AI in qualitative research: Using large language models to code survey responses in native languages

Food systems research—and more generally, policy and development research—often relies on structured surveys, administrative data, or experiments. While these approaches yield valuable quantitative insights, they tend to miss critical qualitative dimensions. One useful qualitative approach is open-ended interview questions. When such responses are collected in participants’ native languages, they can provide rich and nuanced information—for example, on the complex local challenges smallholder farmers face.

However, analyzing free-form text can be costly, time-consuming, and inconsistent across analysts. These challenges become even more pronounced when responses are in local or less widely spoken languages.
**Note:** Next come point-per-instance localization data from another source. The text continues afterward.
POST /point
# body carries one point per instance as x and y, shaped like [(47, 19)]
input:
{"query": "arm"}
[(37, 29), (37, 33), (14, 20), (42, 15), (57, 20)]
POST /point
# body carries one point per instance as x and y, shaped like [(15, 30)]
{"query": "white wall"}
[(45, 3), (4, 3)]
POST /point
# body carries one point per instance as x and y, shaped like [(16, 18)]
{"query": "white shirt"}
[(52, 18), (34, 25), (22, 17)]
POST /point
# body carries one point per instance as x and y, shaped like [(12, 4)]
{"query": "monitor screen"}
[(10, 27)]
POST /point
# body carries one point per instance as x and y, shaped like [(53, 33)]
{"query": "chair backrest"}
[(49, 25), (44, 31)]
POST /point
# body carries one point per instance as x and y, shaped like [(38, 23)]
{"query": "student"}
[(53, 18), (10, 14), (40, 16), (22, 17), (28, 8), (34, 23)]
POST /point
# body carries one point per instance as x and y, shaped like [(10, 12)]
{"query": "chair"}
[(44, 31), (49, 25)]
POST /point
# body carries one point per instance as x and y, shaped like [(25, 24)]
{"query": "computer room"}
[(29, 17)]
Recent advancements in generative artificial intelligence, especially large language models (LLMs), offer promising solutions to these challenges. LLMs, the technology behind many current AI applications, enable faster, cheaper, and potentially more consistent analysis of qualitative data. Such models are trained to generate coherent responses drawing on large datasets of text harvested from the internet.

Yet English language text predominates in most LLM training datasets, while other languages remain underrepresented. Thus, such AI tools may not work well with text in local languages. This raises an important question: Can these models effectively overcome this obstacle and support food systems research in low- and middle-income countries?
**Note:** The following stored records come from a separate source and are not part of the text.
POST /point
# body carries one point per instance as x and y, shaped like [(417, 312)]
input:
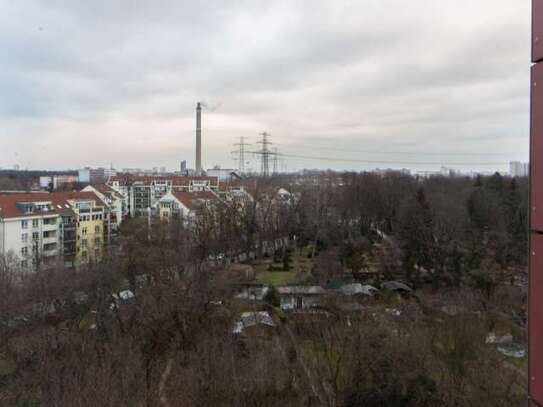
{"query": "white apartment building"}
[(519, 169), (31, 231), (143, 192), (41, 228)]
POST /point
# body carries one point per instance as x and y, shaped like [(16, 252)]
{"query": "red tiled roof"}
[(106, 190), (174, 179), (9, 208), (188, 198)]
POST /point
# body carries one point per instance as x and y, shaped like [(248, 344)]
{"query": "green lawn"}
[(275, 278)]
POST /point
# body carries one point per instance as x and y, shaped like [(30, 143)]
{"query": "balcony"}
[(49, 227), (50, 253), (49, 239)]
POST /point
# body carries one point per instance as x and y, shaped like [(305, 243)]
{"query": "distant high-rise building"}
[(519, 169), (96, 175)]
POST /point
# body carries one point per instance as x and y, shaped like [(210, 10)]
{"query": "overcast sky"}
[(390, 82)]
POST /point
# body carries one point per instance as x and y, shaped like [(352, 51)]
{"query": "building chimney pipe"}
[(198, 139)]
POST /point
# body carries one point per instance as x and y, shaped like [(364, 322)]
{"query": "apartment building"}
[(42, 229), (519, 169), (143, 192), (183, 204), (117, 207), (57, 181), (95, 175)]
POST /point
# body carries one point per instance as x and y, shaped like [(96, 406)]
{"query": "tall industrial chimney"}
[(198, 139)]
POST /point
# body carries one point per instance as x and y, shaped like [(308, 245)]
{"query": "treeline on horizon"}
[(172, 344)]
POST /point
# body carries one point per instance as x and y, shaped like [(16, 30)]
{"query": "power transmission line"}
[(433, 153), (239, 154), (265, 154), (334, 159)]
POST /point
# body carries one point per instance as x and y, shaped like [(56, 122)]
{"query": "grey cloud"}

Our work suggests the answer is yes, with some important caveats. We designed an experiment to evaluate how well different LLMs classify Swahili text—here, identifying occupational categories from interview responses—finding that they matched human-coded labels with roughly 80%-87% accuracy, though they still require human supervision and other precautions.

Our approach

While Swahili is spoken by over 100 million people across East Africa, the language has a relatively small digital footprint. The combination of widespread use and limited online representation makes Swahili ideal for testing LLMs on so-called lower-resource languages—defined as having little labeled and unlabeled language data available for training, and with available data not sufficiently representing the language and its sociocultural context.
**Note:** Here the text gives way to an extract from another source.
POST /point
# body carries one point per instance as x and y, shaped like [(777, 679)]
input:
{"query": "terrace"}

Using phone survey data from Tanzania, we tested the capabilities of OpenAI’s GPT-3.5, GPT-4, and GPT-4o, Anthropic’s Claude 3.5 Sonnet and Haiku, and open-source models from Mistral. All models were accessed via APIs (application programming interfaces). To benchmark the LLMs (i.e., provide a baseline comparison with older, established approaches), we also tested a smaller, Swahili-only text-classification model. The dataset included 4,000+ open-ended responses describing respondents’ main jobs, which human coders had classified into 21 occupational categories. Each model was prompted to assign one of those categories to each response, and we measured accuracy as the share of cases where the model’s label matched the human-coded occupational category.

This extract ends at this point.